Рогозина кивает, медленно, нехотя отрывается от стула, споласкивает чашку и подходит к коллеге. В какую-то долю секунды (зелёный чай слегка встряхнул заторможенное восприятие) она подмечает в нём десяток мелочей, которых не видела ещё утром. Красное шелушащееся лицо, такие же красные, крупные руки с коротко, почти до мяса остриженными ногтями, в пятнах карболки и йода. Глаза, несмотря на тёмную карюю радужку, кажутся бесцветными и маленькими. Губы обкусанные, сухие, обветренные, как у моряка. Шевелятся. Он что-то говорит – ей.
- …после противошоковой терапии. Неоперабельный. Но… Сказали: должен жить. Вы же понимаете, Галина Николаевна…
Несмотря на без малого двадцатилетнюю разницу в возрасте, в полевом опыте (за её плечами было только несколько лет Чечни – ничто по сравнению с ним), Игнат Ильхамович называл Рогозину исключительно по имени-отчеству, обращался только на «вы» и отчего-то – с необъяснимой виноватостью. Поначалу рядом с ним она ощущала себя девчонкой, но уже к концу первого дня, словно с кровью, своей и чужой, в руки вернулись верность и уверенность из давних военных лет. А вместе с ними хлынули воспоминания – не только о молодости, муже и горячих точках, но обо всём. Они настигали Рогозину ежечасно, спасая – незамысловато и нечаянно.
- Галина Николаевна, вымойте руки…
Она взглянула на ладони. Маленькое пятнышко жёлтой пыльцы на стянутой сухой коже. Да, она недавно обрезала лилии – те, что сейчас стоят в бутылке с отрезанным горлышком.

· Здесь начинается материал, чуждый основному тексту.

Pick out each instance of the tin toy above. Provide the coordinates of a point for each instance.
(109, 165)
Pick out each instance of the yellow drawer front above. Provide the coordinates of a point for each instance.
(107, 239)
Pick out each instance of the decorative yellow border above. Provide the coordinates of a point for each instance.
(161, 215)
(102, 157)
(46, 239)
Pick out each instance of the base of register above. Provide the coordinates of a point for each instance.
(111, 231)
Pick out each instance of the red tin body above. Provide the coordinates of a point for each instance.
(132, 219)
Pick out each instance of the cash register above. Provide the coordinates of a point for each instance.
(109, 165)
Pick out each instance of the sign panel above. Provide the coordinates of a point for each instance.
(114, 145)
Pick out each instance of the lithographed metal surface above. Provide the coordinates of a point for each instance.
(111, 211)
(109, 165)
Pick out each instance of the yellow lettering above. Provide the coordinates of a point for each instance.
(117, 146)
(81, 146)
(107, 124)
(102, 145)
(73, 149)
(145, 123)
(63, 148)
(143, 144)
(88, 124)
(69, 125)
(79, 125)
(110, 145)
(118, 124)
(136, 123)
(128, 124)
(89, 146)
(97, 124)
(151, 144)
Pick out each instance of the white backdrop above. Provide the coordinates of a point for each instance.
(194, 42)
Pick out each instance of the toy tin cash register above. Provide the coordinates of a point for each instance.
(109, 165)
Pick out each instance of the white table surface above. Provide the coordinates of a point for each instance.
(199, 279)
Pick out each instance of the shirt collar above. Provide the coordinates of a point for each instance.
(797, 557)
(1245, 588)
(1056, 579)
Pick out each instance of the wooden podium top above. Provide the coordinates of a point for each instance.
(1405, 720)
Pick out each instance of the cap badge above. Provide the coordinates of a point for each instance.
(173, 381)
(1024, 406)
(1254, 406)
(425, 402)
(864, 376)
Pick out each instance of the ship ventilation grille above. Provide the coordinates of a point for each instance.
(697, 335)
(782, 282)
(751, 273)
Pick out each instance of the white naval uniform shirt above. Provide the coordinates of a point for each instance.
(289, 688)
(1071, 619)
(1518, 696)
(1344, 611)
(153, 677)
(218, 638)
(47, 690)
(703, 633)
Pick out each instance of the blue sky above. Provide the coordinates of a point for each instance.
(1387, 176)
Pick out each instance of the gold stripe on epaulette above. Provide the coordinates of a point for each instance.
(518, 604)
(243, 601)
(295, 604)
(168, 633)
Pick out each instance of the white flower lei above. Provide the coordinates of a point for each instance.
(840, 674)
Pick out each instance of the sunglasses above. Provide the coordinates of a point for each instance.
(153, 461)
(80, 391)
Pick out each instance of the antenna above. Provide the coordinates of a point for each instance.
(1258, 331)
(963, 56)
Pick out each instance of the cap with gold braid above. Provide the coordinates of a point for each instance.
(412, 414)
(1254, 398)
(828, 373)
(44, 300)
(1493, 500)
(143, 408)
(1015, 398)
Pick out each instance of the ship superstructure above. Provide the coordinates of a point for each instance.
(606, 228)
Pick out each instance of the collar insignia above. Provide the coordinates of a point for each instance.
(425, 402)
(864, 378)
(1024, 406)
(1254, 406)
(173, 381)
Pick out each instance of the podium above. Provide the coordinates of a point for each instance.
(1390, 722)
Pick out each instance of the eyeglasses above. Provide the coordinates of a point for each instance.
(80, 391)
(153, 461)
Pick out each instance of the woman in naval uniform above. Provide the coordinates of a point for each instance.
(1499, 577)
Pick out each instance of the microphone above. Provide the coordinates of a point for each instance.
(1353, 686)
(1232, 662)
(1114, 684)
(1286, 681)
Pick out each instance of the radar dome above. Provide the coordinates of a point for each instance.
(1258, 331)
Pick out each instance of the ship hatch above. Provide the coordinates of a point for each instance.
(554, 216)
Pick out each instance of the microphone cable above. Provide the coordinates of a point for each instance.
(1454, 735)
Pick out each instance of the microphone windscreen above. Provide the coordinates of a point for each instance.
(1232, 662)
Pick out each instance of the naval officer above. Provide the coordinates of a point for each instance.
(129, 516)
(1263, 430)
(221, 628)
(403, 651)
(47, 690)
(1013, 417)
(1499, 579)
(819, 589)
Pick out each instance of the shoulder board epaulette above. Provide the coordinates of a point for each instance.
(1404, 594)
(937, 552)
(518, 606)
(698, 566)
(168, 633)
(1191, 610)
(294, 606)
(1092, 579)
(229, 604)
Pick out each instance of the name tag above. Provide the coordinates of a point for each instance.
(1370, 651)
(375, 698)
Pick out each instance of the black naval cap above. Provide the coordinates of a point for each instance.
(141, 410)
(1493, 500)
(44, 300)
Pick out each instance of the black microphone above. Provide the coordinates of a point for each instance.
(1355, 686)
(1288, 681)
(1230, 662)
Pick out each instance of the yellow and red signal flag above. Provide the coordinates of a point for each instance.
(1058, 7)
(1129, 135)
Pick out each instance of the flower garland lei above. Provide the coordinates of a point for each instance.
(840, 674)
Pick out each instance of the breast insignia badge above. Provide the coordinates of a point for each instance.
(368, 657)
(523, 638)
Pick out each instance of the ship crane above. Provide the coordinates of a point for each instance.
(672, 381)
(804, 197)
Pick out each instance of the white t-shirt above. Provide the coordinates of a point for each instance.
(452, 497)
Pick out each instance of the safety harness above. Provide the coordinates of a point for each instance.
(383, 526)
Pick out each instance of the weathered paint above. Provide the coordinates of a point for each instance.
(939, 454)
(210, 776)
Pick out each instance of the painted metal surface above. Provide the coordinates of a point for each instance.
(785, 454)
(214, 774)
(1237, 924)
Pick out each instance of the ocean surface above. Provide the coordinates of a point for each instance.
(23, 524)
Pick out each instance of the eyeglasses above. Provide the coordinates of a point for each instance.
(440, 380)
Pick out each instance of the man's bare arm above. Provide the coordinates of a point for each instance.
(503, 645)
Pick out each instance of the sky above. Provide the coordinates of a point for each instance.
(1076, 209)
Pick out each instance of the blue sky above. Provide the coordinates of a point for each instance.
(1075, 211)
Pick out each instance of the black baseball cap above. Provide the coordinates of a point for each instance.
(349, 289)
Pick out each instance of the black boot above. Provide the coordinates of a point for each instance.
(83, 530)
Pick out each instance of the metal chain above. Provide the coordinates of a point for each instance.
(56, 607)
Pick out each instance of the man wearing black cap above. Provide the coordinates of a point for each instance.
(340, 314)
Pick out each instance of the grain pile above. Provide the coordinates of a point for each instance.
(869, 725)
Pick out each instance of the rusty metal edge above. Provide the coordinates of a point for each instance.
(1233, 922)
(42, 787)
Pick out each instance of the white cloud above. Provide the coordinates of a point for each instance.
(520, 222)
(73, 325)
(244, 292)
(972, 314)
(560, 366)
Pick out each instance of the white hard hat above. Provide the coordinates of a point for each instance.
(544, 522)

Чем-то происходящее всё же напоминало обыкновенную жизнь: выздоравливающие больные иногда доставали докторам совершенно ненужные, чужие и непонятно откуда взявшиеся цветы.
Склонилась над раковиной, быстро намылила руки почти до локтя. Смывая пену, поймала в зеркале своё отражение и даже не удивилась, встретив в нём те же знаки усталости, старости и недосыпа, что минуту назад отметила в лице Игната Ильхамовича.
Рогозина была уже в соседней, смежной, крошечной и душной палатке-операционной, когда очередное воспоминание мелькнуло, прорвавшись звуком собственного имени.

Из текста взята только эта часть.